Compiler Design (1)
Why Compilers Are Inherently Cool
Last Edited: Jan 19, 2025
At first glance, compilers may not seem very compilcated. After all, they are just programs that translate your C code (or another language, although some languages use an interpreter instead of a compiler) into an assembly language file, and then machine code (0s and 1s). A compiler serves as a translator, but it is not as if you are translating from English to Mandarin. C itself is already a programming language, just not binary. Unfortunately, compilers are much more complicated than this! In my computer systems class, we spent the first few months learning about how the x86-64 instruction set works1. The assembly language is considered low-level because assembly code can be directly translated into machine code — it's a one-to-one match. All the cool stuff in C (and most other high-level programming languages), like data types, variable names, multidimensional arrays, and for loops disappear in assembly. For instance, variables don't have predefined data types in assembly. Consequently, things are interpreted quite flexibly; you read the last four bytes when the variable is an integer, eight when it is a double, and so on. All the for loops get wiped out, and instead you see a bunch of jump statements2. Half the questions on my final exam involved translating C code into assembly, and for compilers to do this based on just a piece of C code, and no AI assistance, is a daunting task. It certainly sounds like a bunch of if-else statements, but compilers employ a crazy level of optimization in the process on top of everything. If there is enough interest, I can give a more solid walkthrough of how C to assembly works. Regardless, you should get the overall feel by now.

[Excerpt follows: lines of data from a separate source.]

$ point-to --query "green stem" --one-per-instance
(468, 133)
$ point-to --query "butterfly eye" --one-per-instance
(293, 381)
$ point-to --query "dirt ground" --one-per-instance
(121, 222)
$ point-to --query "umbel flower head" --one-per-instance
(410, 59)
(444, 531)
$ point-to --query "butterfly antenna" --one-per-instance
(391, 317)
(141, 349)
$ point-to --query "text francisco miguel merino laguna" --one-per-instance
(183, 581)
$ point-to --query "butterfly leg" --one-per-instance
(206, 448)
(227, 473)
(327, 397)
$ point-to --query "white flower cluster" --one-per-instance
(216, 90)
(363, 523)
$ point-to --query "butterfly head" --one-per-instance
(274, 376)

Wikipedia tells me that the overall compiling process goes through three phases: the front, the middle, and back ends. Over the next few days/weeks, I will be exploring each phase in detail. More specifically:
- Front end: lexical analysis, syntax analysis, and semantic analysis
- Middle end: analysis and optimization
- Final end: code generation
1 x86-64 is a kind of instruction set architecture, which defines how software controls the CPU - a
combination of instructions, registers, managing memory, etc
2 Jump statements are the equivalent of goto statements in C. Even in C, goto statements are not
recommended because of how messy your code gets with nested loops.